Cailin bit her lip. Even Aunty Moira’s words didn’t keep her from walking a scary, though exciting path.
Lorna grabbed her hand. “I just now heard a story of Avondale’s strange—”
“Shush!” Aunty Moira pressed a finger against Lorna’s lips. “Never mind that prattle. God’s in control, Cailin.” Her favorite Aunty turned and scampered down the stairs like a lass.
The love Aunty left behind slipped genuine cheer into Cailin’s tight chest. She smiled at the sparkling crowd of ladies massed below her, each face gazing up with expectant eyes and laughing lips. Her friends. How dear they all were.
But where was Avondale? Surely he wouldn’t miss this final ritual.
She leaned over the banister, searched the crowded entry hall, and glimpsed her new husband’s mahogany hair, his blue satin jacket clinging to his muscular back as he retreated into the study with Papa and a few other men.
A sliver pierced her heart.

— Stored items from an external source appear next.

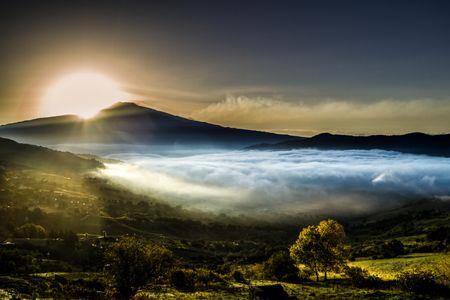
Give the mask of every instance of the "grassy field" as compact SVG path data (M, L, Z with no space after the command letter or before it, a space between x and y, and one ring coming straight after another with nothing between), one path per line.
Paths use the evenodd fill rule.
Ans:
M443 266L449 266L450 254L423 253L411 254L392 259L358 260L351 262L351 266L358 266L369 273L390 281L395 279L398 273L412 269L426 269L434 272L443 270ZM446 262L446 263L445 263ZM55 276L64 277L70 282L83 280L85 282L103 281L106 278L102 273L95 272L48 272L30 275L53 282ZM303 283L286 283L270 280L252 280L249 285L227 282L217 283L213 286L196 292L182 292L170 285L149 285L143 287L134 299L249 299L250 287L261 285L281 284L284 290L298 299L415 299L414 295L403 292L393 285L387 285L383 289L368 289L353 287L345 278L331 276L327 281L307 281ZM27 277L28 278L28 277ZM102 279L103 278L103 279ZM6 290L0 289L0 298L10 298Z
M414 269L429 270L441 273L443 267L449 266L450 254L416 253L390 259L366 259L349 263L358 266L373 275L390 281L403 272ZM398 289L374 290L355 288L339 280L341 275L331 276L328 282L305 282L292 284L268 280L253 280L251 285L281 284L285 291L299 299L415 299L414 295ZM153 290L143 290L137 299L248 299L249 286L234 284L225 290L210 290L202 292L180 292L171 287L160 287Z
M302 284L284 283L268 280L252 281L252 285L281 284L284 290L298 299L413 299L410 295L398 290L358 289L341 283L306 282ZM139 292L135 299L249 299L249 286L234 284L226 290L210 290L201 292L180 292L170 287L153 288Z
M397 258L357 260L349 263L377 275L383 280L392 280L398 273L414 269L440 272L444 263L450 261L450 254L415 253Z

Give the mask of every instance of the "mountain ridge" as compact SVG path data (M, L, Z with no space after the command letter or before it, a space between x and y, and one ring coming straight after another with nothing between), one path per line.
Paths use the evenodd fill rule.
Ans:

Her hand flew to her mouth. “Avondale didn’t stay to watch.” She fought an elusive sense of things between Avondale and herself not being…quite right.
“Nobody’s perfect.” Lorna fluttered her lashes. “But believe me, he’s still the grand prize. I’ve never seen a groom look so royal. You’re so fortunate, Cailin. Count your blessings.”
Beneath her billowing lavender gown, Lorna tapped her foot creating an inviting sound. “I can’t wait to dance the night away.” She winked. “But tonight you’ll be spending the evening alone with Avondale.”
Cailin’s pulse fluttered faster than the allegro tempo of the music. She backed against the railing to steady her shaking knees. She and Avondale…alone for the first time. She hid her hot face inside her fragrant flowers.